When I was cleaning up my office today, I found two old VHS [!] videos. Both were theatre productions of famous Shakespearean plays from the 1980s: “Hamlet” and “Romeo and Juliet.”

Bear with me for a second, this will make sense. “What’s in a name” is, of course, part of what Juliet famously said to Romeo. The remainder is, “That which we call a rose/By any other name would smell as sweet.”

Juliet’s point is that it makes no difference that Romeo has a different name (he is a Montague, she is a Capulet). She loves him, not his [family] name.

Not so long ago, Gallup put out this amazing poll (well, amazing to me, at least). It addressed the great difference there is in the public’s confidence level, depending on which descriptors you use when talking about post-high school education.

Gallup’s Brandon Busteed and Frank Newport begin their analysis with this:

WASHINGTON, D.C. — Different words used to describe higher education evoke different confidence ratings among U.S. adults. Americans are considerably more likely to say they have a great deal of confidence in “higher education” than in “colleges and universities.”

How about a whopping 13 point difference!

Gallup reports that 36% express confidence in “higher education” to only 23% who express confidence in “colleges and universities.” [“Public confidence in ‘community colleges’ and ‘postsecondary education’ falls between these other two terms.”]

We won’t take the time to examine in depth Gallup’s hypotheses to explain the gap. They try to take into account political affiliation, education, and the like. For what it’s worth, I find persuasive an explanation Gallup offers as kind of a throwaway:

Or that the more general term “higher education” connotes the positive goal of gaining more knowledge, while the more specific “colleges and universities” has more negative connections related to specific institutions and specific practices.

Which brings us to descriptors and the abortion issue. The following may seem obvious to those of us who’ve been in this fight for decades, but it is less so to those newer to the battle.

“Fetus”; “Choice”; “Autonomy”; “Reproductive rights/Reproductive Health; “Fake clinics” (women helping centers); “Essentially a miscarriage” or “heavy period” (chemical abortions); “inflammatory descriptions” (explaining what happens in a dismemberment abortion), and so on and so on.

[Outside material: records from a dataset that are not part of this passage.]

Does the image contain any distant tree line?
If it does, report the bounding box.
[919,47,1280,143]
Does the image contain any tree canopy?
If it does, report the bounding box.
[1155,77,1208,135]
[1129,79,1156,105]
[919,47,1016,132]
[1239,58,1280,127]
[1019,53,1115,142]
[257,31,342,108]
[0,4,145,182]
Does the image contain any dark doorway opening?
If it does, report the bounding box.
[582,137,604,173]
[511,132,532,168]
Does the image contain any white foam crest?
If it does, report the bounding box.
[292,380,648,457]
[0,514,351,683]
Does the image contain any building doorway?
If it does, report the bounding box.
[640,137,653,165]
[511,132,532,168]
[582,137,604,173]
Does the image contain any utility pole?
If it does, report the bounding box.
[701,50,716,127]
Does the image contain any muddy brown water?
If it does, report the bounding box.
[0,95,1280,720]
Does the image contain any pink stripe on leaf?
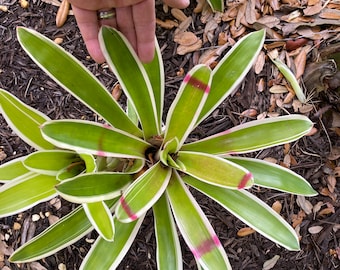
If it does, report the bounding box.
[191,235,221,259]
[119,196,138,221]
[184,74,210,93]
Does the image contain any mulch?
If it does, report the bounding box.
[0,0,340,270]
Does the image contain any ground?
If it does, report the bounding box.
[0,0,340,270]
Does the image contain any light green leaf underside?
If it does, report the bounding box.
[0,173,59,217]
[196,30,265,125]
[227,157,318,196]
[83,201,115,241]
[99,26,160,139]
[116,162,171,222]
[152,194,183,270]
[184,176,299,250]
[176,151,254,189]
[56,172,133,203]
[80,216,144,270]
[182,115,313,156]
[143,39,165,127]
[167,172,231,270]
[17,27,142,137]
[42,120,150,158]
[10,199,117,263]
[0,88,55,150]
[0,157,29,183]
[164,65,211,152]
[24,150,83,175]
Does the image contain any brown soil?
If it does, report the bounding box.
[0,0,340,270]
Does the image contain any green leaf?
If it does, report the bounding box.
[164,65,211,152]
[175,151,254,189]
[0,157,30,183]
[208,0,224,12]
[143,39,165,127]
[268,54,307,103]
[0,173,59,217]
[196,30,265,125]
[0,88,55,150]
[56,172,132,203]
[227,157,318,196]
[152,194,183,270]
[167,172,231,270]
[10,199,117,263]
[182,115,313,156]
[184,176,299,250]
[42,120,150,158]
[79,153,97,173]
[83,201,115,241]
[10,206,93,263]
[24,150,83,176]
[17,27,142,137]
[80,216,144,270]
[115,162,171,222]
[99,26,161,139]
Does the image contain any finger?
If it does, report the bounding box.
[163,0,190,8]
[72,6,105,63]
[132,0,156,62]
[69,0,144,10]
[116,7,137,52]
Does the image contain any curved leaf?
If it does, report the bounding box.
[83,201,115,241]
[56,172,132,203]
[164,65,211,152]
[10,199,117,263]
[0,88,55,150]
[167,172,231,269]
[115,162,171,222]
[17,27,142,137]
[0,157,30,183]
[80,216,144,270]
[99,26,160,139]
[143,39,165,127]
[184,176,299,250]
[175,151,254,189]
[42,120,150,158]
[227,157,318,196]
[24,150,83,176]
[196,30,265,125]
[152,194,183,270]
[182,115,313,156]
[0,173,59,217]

All of these descriptors are intended to distance the listener from what is being done and to whom at the same time those who insist on accuracy (us) are dismissed as rabble-rousers.

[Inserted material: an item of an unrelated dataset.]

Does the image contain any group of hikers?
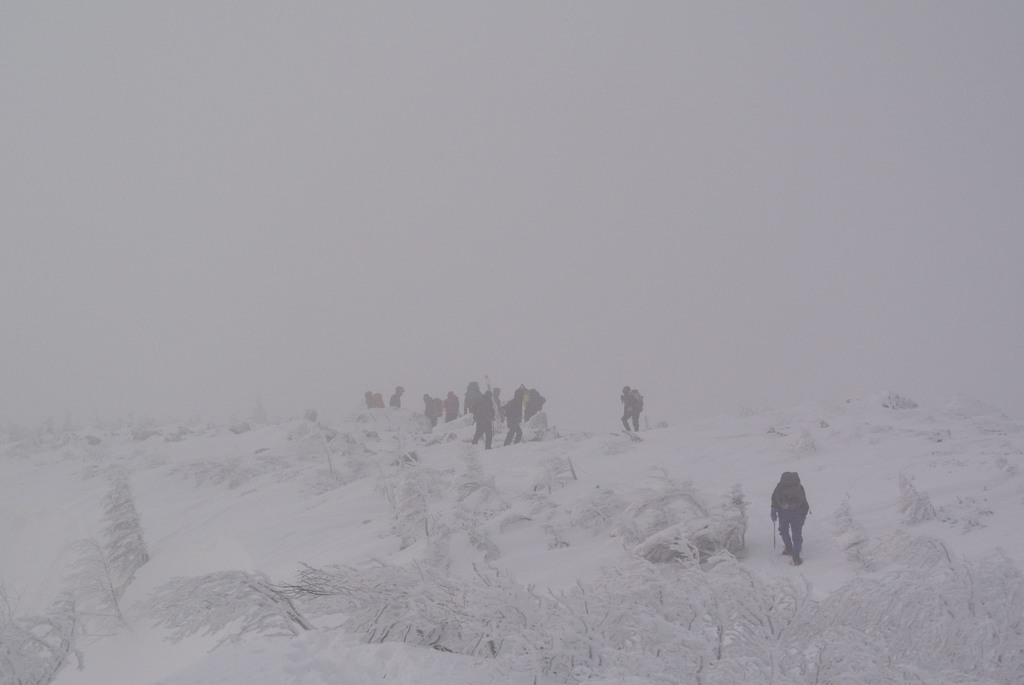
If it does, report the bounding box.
[366,381,811,566]
[364,381,547,449]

A “fetus” vaguely reminds you of something you read in a high school Latin class text. By stark contrast, an unborn baby is not an abstraction but somebody (and this is key) you can identify with.

This is the linchpin of all pro-abortion rhetoric, from the most primitive to the stealthiest. You should only talk about the mother/her choice/her autonomy, etc., because there really is no other party. Just a “product of conception,” undifferentiated masses of “uterine matter.”

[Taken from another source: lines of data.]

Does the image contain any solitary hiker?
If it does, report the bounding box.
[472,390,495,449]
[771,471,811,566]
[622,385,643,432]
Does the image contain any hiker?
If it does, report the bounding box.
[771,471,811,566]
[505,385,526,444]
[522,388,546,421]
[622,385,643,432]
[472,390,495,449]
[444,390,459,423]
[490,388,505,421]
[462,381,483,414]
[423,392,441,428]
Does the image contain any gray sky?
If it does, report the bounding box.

This allows you to pretend you are not killing an unborn child who will safely enter the world, if left alone. You are (as they used to say a lot) merely “restoring the menses.”

Would this work? If someone shoots his/her spouse in the head, is he/she “restoring singleness”? I’m guessing not.

Abortion is ugly. Everything about abortion is grotesque. Faced squarely, even thinking about abortion turns the stomach.

Euphemisms of the world unite. You have nothing to lose but honesty and intellectual and moral integrity.